The first thing that Prison Architect has you do is execute a prisoner. The game walks you through building a holding cell, an execution chamber, and finally an electric chair. After upgrading the prison’s electrical grid to accommodate the new load, your guards escort the marked prisoner to his final post. “It’s not our place to decide if he deserves this,” the CEO of the prison company tells the player, “We’re just here to do a job.”
This first mission highlights what the central theme of Prison Architect has been up to this point: punishment. With the new Second Chances DLC, Double Eleven gives players new options that seem to allow a shift towards rehabilitation instead. But Second Chances never really incentivizes the player to actually make use of its rehabilitation systems over existing punishment options. With the core game revolving around maximizing your prison’s profits at the expense of your prisoner’s wellbeing, this doesn’t seem likely. Rather, Second Chances seems like an attempt by Double Eleven to sprinkle some reform options into the game, without acknowledging how the existing design stymies their use.

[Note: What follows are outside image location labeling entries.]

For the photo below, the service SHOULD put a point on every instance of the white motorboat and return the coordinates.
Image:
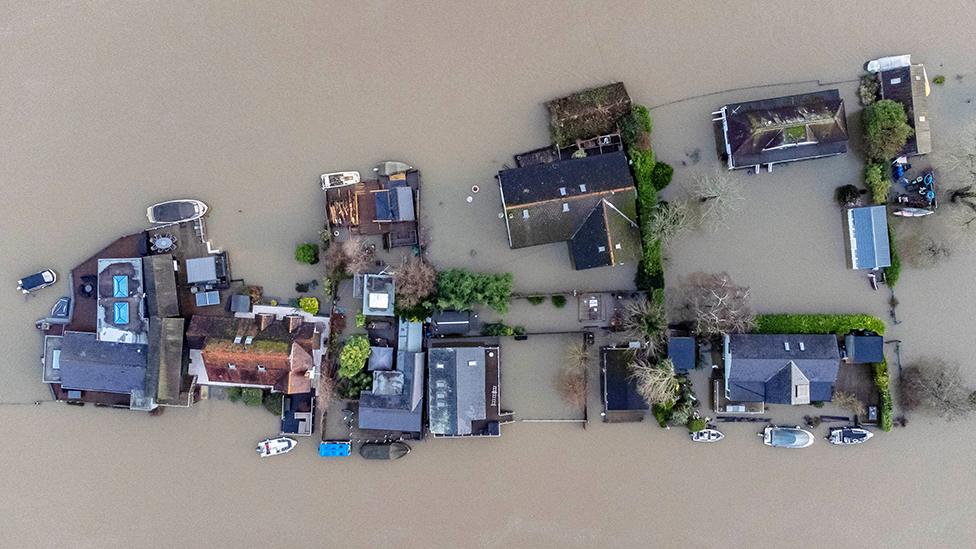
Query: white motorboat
(707, 435)
(786, 437)
(275, 446)
(847, 436)
(392, 167)
(339, 179)
(176, 211)
(37, 281)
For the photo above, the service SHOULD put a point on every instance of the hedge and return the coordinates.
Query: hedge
(840, 324)
(882, 381)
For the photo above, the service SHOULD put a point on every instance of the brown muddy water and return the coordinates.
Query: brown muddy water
(109, 107)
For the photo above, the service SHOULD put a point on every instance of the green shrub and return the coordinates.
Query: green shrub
(307, 253)
(840, 324)
(461, 290)
(272, 402)
(882, 381)
(353, 356)
(634, 125)
(878, 182)
(885, 128)
(893, 273)
(661, 175)
(252, 396)
(309, 304)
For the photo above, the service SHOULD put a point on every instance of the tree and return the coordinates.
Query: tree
(415, 281)
(717, 198)
(886, 130)
(656, 383)
(571, 379)
(353, 356)
(932, 385)
(717, 305)
(307, 253)
(645, 321)
(669, 220)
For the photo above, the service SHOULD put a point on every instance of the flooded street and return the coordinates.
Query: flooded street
(107, 108)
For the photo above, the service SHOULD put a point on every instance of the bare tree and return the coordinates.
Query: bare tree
(646, 321)
(571, 379)
(932, 385)
(656, 383)
(717, 305)
(717, 198)
(414, 280)
(670, 220)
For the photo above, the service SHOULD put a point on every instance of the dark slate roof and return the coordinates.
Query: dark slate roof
(91, 365)
(681, 351)
(619, 390)
(760, 366)
(160, 283)
(757, 130)
(906, 85)
(868, 228)
(864, 349)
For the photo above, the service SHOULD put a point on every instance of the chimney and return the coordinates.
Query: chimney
(294, 322)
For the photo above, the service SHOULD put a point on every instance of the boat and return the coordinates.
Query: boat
(888, 63)
(707, 435)
(176, 211)
(385, 450)
(37, 281)
(61, 308)
(786, 437)
(912, 212)
(339, 179)
(391, 167)
(275, 446)
(847, 436)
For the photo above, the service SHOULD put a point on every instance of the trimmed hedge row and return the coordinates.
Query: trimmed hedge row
(840, 324)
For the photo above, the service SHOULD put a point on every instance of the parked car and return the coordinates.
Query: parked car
(786, 437)
(36, 281)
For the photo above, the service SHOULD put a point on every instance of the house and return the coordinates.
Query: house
(863, 349)
(378, 295)
(909, 85)
(280, 354)
(780, 369)
(621, 401)
(463, 397)
(782, 129)
(867, 229)
(590, 203)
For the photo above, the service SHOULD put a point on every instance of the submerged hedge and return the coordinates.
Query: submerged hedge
(840, 324)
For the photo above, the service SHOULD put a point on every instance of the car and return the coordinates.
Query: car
(36, 281)
(786, 437)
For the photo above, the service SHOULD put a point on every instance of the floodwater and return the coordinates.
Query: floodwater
(108, 107)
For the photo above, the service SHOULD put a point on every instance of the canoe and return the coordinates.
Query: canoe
(176, 211)
(389, 450)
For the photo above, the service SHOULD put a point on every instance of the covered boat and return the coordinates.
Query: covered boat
(786, 437)
(275, 446)
(846, 436)
(37, 281)
(176, 211)
(387, 450)
(707, 435)
(339, 179)
(391, 167)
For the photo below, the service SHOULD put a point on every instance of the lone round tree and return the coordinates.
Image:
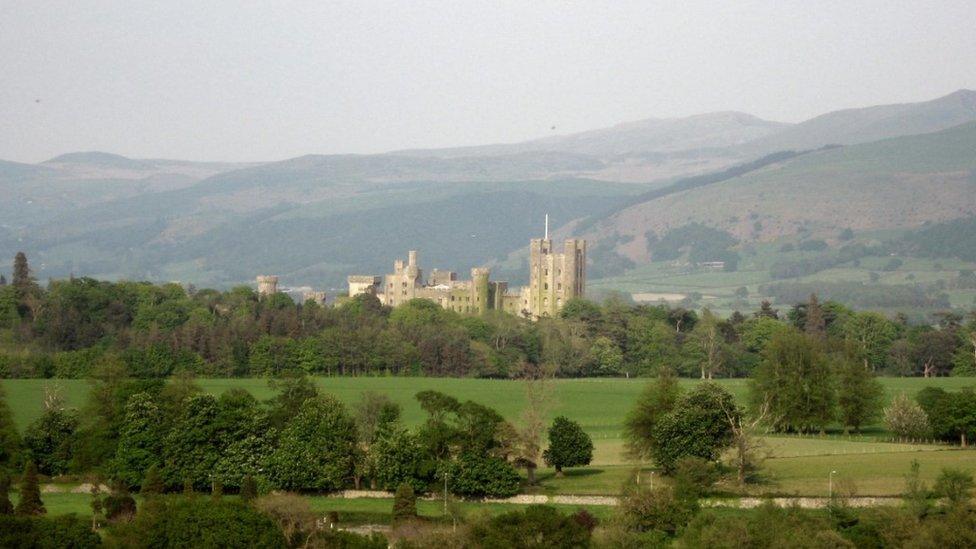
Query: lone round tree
(569, 445)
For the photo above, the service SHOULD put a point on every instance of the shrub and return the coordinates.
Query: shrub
(43, 532)
(6, 507)
(694, 476)
(249, 488)
(569, 445)
(200, 522)
(476, 475)
(404, 503)
(153, 483)
(119, 507)
(698, 426)
(536, 526)
(30, 493)
(955, 486)
(647, 509)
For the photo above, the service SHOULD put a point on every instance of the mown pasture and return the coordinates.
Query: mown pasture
(868, 464)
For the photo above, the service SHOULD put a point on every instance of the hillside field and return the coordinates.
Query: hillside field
(796, 466)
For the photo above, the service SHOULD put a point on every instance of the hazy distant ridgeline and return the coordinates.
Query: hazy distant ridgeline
(315, 218)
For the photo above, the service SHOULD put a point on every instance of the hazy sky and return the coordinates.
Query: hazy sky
(236, 80)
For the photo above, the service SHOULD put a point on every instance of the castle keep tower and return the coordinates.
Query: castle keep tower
(402, 285)
(554, 278)
(267, 285)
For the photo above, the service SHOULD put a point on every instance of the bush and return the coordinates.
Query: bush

This is especially apparent when you consider the setting of the game. You’re not just tasked with building and maintaining a prison, but a private prison. Like any private company, your private prison company has only one real goal: turning a profit. There’s never any real urgency in the game to motivate the player outside of the constant accrual of money. Occasionally a prisoner will overdose, a riot will occur, or the rare prison break attempt will transpire. But the penalty for allowing these instances to happen are all monetary ones. The game quickly becomes a budgeting simulator after establishing your prison.

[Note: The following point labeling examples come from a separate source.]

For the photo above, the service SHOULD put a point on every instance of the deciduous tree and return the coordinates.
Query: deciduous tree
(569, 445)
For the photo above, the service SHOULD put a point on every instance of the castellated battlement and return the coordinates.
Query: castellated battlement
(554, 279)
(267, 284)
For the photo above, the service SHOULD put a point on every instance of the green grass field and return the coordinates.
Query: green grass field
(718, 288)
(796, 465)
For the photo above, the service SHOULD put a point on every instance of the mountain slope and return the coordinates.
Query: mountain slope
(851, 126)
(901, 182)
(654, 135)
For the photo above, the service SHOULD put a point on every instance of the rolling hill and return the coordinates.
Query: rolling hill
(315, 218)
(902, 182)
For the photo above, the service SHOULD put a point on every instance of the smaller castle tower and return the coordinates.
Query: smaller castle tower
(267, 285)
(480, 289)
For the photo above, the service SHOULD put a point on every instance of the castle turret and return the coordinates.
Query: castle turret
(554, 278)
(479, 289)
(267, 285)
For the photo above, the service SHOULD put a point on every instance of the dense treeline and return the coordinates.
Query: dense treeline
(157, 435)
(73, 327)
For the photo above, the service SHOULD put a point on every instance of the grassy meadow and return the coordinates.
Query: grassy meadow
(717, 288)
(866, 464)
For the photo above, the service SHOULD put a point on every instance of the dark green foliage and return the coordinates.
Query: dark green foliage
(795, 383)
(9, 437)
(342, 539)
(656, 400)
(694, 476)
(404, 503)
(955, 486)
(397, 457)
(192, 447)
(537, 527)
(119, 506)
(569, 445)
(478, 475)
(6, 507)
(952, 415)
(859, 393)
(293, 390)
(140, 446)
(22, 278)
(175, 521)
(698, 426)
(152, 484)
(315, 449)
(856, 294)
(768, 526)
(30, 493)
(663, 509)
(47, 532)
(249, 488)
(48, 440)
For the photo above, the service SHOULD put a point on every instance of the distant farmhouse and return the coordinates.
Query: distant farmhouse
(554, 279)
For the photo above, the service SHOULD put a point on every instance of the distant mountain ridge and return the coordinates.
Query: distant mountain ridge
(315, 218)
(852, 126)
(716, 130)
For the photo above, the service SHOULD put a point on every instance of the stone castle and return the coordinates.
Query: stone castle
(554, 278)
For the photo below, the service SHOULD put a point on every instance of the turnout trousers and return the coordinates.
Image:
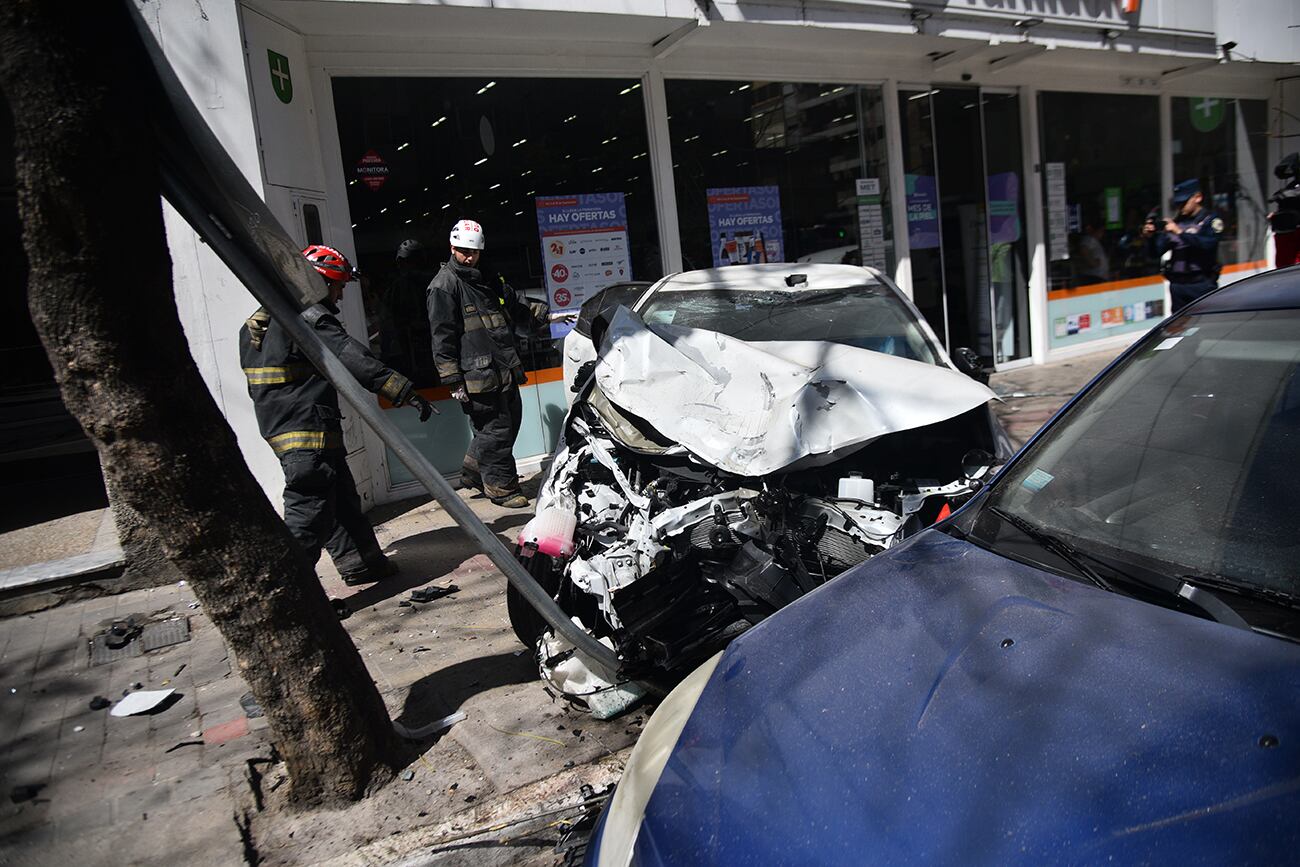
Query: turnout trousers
(490, 459)
(323, 510)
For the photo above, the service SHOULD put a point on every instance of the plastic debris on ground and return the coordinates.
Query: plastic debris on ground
(432, 728)
(433, 592)
(141, 702)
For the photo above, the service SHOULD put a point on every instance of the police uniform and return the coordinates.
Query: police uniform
(298, 415)
(1192, 268)
(476, 346)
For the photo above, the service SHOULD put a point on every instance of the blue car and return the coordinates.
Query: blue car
(1093, 660)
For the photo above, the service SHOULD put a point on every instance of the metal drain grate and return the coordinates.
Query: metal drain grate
(154, 636)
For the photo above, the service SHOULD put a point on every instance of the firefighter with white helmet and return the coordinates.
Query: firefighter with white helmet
(477, 325)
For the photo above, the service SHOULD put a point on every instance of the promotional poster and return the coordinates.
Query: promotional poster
(584, 248)
(745, 225)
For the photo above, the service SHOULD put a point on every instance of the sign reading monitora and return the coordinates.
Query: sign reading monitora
(584, 248)
(745, 225)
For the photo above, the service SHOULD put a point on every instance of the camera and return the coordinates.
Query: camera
(1286, 215)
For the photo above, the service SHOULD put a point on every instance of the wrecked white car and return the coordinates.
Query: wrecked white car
(745, 436)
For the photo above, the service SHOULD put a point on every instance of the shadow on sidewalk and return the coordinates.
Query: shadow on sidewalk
(447, 689)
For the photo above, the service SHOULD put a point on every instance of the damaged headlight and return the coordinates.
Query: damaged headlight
(645, 766)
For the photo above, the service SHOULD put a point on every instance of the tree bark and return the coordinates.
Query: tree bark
(100, 297)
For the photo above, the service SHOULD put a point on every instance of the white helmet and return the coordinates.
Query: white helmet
(467, 234)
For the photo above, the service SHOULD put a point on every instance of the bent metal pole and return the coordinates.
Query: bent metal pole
(203, 183)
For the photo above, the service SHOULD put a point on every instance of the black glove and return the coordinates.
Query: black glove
(423, 406)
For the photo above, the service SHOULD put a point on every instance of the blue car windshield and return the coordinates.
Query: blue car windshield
(1186, 459)
(869, 317)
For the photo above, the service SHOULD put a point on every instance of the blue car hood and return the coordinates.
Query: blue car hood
(945, 705)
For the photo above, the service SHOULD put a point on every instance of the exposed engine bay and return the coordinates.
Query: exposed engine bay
(666, 556)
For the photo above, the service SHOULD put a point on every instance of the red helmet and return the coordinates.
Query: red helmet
(330, 263)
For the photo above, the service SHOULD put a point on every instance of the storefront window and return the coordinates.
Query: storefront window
(424, 152)
(1100, 181)
(1222, 143)
(780, 172)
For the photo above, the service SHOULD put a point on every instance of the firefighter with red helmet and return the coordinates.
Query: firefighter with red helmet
(298, 415)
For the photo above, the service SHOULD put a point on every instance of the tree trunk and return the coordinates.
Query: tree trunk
(100, 297)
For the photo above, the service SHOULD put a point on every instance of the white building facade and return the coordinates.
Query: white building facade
(996, 157)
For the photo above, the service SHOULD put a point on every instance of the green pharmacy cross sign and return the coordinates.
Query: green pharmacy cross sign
(280, 79)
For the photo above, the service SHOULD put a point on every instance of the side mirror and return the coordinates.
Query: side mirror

Having your prisoners in a rehabilitation program means allocating your limited amount of buildings, time, and money towards the effort. Meanwhile these resources could instead be used to coerce your prisoners into labor in furniture workshops or agricultural fields, both of which provide your prison with some meaty profits. With what the developers have chosen to prioritize in the game, the rehabilitation programs in Second Chances simply aren’t viable for Prison Architect.